Por fim, no princípio epistemológico “[...] a educação implica em uma seleção de conhecimentos” considerando o “[...] diálogo entre educadores e educandos, com a intenção de que sejam selecionados conhecimentos sistematizados que permitam aos educandos melhor compreender e superar situações-limites” (SAUL; GIOVERDI, 2006, p. 215). Este princípio considera não apenas a necessidade de educar a partir dos conhecimentos pertinentes a cada grupo. Em contrapartida, o diálogo é tido como ponte entre os conhecimentos da escola – através da figura do professor – e a sociedade – através da figura dos educandos.

É com base nesses princípios que encontramos conceitos que reiteram a necessidade da reflexão constante sobre o processo de ensinar e aprender, fundamental na formação de professores. Destaca-se aqui o conceito de práxis, usado para indicar esse processo reflexivo:

a práxis é o conceito que explicita o princípio da reflexão sobre a prática. Isso significa que a formação permanente exige que a escola e, fundamentalmente, os desafios percebidos pelos educadores no seu cotidiano sejam os objetos privilegiados do processo formativo. Quando o processo formativo não parte dos problemas colocados pela prática dos educadores no seu cotidiano, tende a ser desprovido de significado para os sujeitos da formação, não possibilitando a transformação das práticas instituídas (SAUL; GIOVERDI, 2006, p. 217).

A ação educativa/práxis pedagógica é o campo que, dentre as suas vertentes, engloba a formação dos professores. No entanto, a prática docente – aquela em que profissionais certificados atuam na formação de indivíduos – é apenas uma das dimensões da prática pedagógica. A esse respeito, Souza (2009) contribuiu com reflexões que uso enquanto marco teórico de minha pesquisa. Para o autor,

a formação de quaisquer pessoas ou profissionais, inclusive da educação, não resulta de uma prática docente, mas de uma práxis pedagógica não apenas de uma instituição, mas de várias.
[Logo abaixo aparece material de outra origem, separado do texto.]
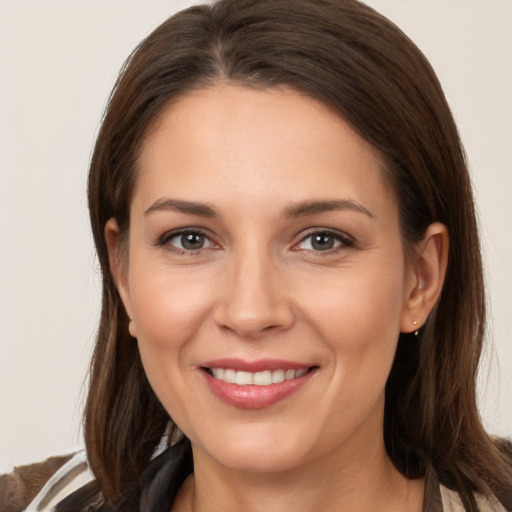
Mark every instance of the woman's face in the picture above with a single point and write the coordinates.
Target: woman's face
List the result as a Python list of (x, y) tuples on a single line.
[(265, 277)]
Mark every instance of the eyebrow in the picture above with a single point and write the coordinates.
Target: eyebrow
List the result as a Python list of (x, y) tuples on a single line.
[(314, 207), (191, 207), (301, 209)]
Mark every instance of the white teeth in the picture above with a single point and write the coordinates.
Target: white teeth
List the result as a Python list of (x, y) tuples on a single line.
[(218, 373), (277, 376), (243, 378), (229, 376), (264, 378), (290, 374)]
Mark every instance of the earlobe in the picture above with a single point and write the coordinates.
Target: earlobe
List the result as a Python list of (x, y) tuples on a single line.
[(118, 266), (426, 277)]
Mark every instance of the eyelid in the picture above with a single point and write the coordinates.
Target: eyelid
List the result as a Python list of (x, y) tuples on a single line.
[(342, 237), (164, 239)]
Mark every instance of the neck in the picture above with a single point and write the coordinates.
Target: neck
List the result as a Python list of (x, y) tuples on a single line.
[(364, 479)]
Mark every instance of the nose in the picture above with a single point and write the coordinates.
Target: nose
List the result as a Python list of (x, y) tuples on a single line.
[(253, 297)]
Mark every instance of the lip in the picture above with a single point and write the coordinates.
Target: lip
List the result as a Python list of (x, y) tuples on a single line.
[(255, 366), (252, 396)]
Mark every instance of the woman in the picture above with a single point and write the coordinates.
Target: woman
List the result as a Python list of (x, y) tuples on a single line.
[(284, 220)]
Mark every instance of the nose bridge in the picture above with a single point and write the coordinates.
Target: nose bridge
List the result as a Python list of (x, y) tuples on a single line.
[(253, 298)]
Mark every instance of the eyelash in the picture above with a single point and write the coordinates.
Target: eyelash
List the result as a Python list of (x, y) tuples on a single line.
[(342, 239), (164, 241)]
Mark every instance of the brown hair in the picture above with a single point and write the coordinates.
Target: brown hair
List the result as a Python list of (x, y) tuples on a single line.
[(363, 67)]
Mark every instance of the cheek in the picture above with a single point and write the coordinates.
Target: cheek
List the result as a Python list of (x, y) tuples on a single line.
[(166, 306)]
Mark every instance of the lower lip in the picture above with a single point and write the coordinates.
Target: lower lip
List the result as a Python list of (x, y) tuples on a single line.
[(255, 397)]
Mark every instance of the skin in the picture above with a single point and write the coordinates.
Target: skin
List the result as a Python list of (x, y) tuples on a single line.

Uma professora ou um professor não se forma por meio da prática de um docente [...], mas da práxis pedagógica de várias instituições formadoras e de muitas outras experiências formativas que vai vivendo ao longo da vida e de seus ambientes culturais (SOUZA, 2009, p. 23).

As instituições podem ser compreendidas não apenas como espaços físicos. A educação também não se limita à prática docente, podendo abranger muitos outros momentos, lugares e experiências de ensino e aprendizagem, formais, não formais e informais (SOUZA, 2009, p. 50). Dessa maneira, a formação não se restringe à ação de docentes. A prática docente é apenas mais uma das dimensões da práxis pedagógica, não se dissociando de outras práticas que compõem o complexo mecanismo do ensino. Questiona o autor: “não será atribuir demasiado peso à ação do docente e esquecer que a contribuição à formação humana do sujeito humano é responsabilidade da agência formadora, portanto da instituição, e não apenas de um docente ou do conjunto de seus educadores?” (SOUZA, 2009, p. 25-26).
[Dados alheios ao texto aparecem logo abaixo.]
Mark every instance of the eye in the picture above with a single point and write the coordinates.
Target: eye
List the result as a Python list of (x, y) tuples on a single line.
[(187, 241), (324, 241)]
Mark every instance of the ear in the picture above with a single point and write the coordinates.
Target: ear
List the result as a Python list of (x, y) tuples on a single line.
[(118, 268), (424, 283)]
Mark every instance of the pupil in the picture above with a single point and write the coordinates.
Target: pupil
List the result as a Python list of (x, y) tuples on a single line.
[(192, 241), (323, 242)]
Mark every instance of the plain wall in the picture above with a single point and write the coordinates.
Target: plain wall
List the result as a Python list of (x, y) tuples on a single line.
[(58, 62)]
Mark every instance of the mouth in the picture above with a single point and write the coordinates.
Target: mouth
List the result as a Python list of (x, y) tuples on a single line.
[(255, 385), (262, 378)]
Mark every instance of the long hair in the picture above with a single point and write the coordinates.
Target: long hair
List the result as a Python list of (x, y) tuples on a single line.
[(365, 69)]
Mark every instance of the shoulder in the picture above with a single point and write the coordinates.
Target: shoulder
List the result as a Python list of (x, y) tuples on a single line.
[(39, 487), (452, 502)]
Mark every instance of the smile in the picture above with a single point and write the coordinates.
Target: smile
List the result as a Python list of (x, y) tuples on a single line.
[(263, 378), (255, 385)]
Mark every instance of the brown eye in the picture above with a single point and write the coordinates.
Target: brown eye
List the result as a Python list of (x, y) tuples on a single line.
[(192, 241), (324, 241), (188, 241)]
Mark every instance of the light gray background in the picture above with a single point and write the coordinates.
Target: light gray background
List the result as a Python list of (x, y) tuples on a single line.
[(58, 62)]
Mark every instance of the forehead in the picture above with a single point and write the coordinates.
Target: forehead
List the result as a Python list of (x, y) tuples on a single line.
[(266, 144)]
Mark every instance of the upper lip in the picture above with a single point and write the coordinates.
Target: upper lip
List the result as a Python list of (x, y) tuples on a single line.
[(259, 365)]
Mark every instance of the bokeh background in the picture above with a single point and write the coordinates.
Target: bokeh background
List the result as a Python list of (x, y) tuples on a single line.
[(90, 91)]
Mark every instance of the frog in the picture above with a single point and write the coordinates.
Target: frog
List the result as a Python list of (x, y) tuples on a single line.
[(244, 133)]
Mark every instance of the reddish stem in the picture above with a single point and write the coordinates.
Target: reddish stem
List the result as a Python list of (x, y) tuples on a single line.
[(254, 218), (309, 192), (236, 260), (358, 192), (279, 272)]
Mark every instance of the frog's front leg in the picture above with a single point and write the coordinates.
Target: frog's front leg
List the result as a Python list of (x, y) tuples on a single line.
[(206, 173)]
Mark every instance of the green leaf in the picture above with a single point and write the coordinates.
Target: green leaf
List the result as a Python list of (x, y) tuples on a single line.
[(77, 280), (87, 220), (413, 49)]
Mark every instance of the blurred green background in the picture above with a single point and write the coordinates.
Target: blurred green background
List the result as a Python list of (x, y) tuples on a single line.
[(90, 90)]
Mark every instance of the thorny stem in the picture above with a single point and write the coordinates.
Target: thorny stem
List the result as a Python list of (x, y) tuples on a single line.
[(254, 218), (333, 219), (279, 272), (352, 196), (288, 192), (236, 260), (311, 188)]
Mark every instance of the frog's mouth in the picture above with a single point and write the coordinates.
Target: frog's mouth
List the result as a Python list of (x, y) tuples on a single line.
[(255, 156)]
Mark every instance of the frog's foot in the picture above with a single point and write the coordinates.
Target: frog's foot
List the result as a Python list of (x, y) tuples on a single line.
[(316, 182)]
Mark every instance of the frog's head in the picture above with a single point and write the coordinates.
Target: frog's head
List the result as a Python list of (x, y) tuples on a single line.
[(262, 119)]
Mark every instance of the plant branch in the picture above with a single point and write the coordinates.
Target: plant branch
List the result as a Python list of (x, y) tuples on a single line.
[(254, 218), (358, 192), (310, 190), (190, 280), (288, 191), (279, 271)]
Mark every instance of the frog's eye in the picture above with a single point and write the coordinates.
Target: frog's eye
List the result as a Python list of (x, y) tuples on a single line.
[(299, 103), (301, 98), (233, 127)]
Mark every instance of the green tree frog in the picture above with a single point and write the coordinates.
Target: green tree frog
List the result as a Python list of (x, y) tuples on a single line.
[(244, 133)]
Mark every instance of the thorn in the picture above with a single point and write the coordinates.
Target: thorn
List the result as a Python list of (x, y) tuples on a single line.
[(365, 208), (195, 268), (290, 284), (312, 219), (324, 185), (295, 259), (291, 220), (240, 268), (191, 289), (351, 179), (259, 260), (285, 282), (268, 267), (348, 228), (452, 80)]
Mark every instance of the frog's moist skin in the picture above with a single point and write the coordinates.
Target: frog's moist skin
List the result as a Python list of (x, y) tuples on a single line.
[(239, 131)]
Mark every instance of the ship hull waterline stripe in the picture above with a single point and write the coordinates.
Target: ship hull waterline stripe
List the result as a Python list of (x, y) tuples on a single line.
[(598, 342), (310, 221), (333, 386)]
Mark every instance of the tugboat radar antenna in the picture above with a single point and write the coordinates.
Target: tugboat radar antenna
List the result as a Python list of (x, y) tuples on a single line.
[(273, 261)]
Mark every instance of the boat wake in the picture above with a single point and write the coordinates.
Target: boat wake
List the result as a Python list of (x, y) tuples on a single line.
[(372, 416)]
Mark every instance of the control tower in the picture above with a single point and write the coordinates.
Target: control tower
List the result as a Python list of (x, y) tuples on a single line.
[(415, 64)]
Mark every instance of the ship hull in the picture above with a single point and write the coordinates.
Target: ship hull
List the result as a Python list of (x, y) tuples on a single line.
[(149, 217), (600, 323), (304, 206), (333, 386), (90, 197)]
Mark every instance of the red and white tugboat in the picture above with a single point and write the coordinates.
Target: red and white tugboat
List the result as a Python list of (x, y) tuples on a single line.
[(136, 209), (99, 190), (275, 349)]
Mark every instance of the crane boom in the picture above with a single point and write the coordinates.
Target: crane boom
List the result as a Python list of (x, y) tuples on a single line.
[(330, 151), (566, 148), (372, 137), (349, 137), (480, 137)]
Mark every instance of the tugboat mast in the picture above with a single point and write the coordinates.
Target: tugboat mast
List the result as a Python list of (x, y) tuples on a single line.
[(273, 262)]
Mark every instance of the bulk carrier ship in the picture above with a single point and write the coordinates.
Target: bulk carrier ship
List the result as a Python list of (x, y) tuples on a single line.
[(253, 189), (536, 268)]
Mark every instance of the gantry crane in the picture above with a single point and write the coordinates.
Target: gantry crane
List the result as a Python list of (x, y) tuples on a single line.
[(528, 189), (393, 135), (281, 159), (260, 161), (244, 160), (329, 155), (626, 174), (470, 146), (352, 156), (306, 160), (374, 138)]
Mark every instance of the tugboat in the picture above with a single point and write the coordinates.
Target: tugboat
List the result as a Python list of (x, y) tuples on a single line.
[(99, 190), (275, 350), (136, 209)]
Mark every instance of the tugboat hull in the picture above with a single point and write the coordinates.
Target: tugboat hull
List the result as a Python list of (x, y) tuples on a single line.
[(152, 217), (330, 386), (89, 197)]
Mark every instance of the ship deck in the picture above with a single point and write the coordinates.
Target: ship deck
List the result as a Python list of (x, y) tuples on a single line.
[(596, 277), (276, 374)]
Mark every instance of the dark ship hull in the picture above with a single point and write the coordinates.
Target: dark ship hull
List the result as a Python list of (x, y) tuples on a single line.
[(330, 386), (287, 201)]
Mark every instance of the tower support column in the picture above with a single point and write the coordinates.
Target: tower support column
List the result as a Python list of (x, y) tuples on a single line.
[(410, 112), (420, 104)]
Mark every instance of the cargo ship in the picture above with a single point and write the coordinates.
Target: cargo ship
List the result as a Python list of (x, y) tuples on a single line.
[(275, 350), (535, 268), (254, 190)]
A formação englobaria mais do que a prática docente em instituições superiores. As instituições em si precisam ser consideradas nesse processo, pois não caberia apenas ao professor a responsabilidade pelo ensino e formação dos sujeitos. O ambiente da formação de professores, tal qual outros ambientes não formais e informais, são fundamentais para a construção da formação humana, posto que o espaço formal da educação não pode ser considerado o único lugar onde o conhecimento é produzido e disponibilizado.
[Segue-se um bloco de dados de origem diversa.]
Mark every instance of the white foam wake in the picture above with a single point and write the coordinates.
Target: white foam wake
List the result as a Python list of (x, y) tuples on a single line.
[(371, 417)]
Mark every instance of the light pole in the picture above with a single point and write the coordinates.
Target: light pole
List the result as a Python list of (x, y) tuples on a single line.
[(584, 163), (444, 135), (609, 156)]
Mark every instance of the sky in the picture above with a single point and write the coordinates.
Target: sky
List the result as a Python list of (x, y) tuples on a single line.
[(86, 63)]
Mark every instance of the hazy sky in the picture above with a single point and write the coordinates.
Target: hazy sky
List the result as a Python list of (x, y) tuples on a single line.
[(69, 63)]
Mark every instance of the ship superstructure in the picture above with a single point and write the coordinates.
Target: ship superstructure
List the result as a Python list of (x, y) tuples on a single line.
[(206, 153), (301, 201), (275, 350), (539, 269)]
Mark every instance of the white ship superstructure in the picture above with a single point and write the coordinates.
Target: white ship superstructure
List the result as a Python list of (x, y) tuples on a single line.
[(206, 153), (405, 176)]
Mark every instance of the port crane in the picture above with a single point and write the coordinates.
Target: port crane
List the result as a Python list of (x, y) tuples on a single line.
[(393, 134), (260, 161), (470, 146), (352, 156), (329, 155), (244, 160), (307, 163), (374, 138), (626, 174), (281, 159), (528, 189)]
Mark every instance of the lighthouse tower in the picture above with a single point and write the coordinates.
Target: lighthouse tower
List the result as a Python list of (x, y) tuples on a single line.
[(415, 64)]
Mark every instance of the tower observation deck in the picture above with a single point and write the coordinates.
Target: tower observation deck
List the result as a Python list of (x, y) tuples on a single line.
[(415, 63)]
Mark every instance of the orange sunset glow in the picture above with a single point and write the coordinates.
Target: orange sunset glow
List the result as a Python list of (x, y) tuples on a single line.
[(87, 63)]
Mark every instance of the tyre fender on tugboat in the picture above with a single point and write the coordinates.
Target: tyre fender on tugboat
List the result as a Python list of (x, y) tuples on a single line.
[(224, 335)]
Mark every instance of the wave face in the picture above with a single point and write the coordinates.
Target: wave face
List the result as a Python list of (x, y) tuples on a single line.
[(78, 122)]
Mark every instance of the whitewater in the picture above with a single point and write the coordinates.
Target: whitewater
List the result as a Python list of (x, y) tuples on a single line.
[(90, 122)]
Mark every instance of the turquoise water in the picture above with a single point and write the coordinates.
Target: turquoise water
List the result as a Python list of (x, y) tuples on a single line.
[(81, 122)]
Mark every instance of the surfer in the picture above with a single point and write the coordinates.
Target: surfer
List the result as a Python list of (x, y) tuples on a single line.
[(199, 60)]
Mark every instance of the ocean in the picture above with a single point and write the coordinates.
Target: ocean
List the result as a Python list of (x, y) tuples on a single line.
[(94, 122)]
Uma vez que a formação não se restringe às instituições nem à ação docente, analisaremos primeiramente as perspectivas para o exercício profissional dos professores e as configurações dos espaços formais para a formação. Com base nesses conceitos, podemos compreender como são esses espaços, a partir do viés ideológico e dos valores do exercício profissional que o legitima. Dessa forma, é possível perceber como os demais espaços formativos são igualmente importantes na formação humana.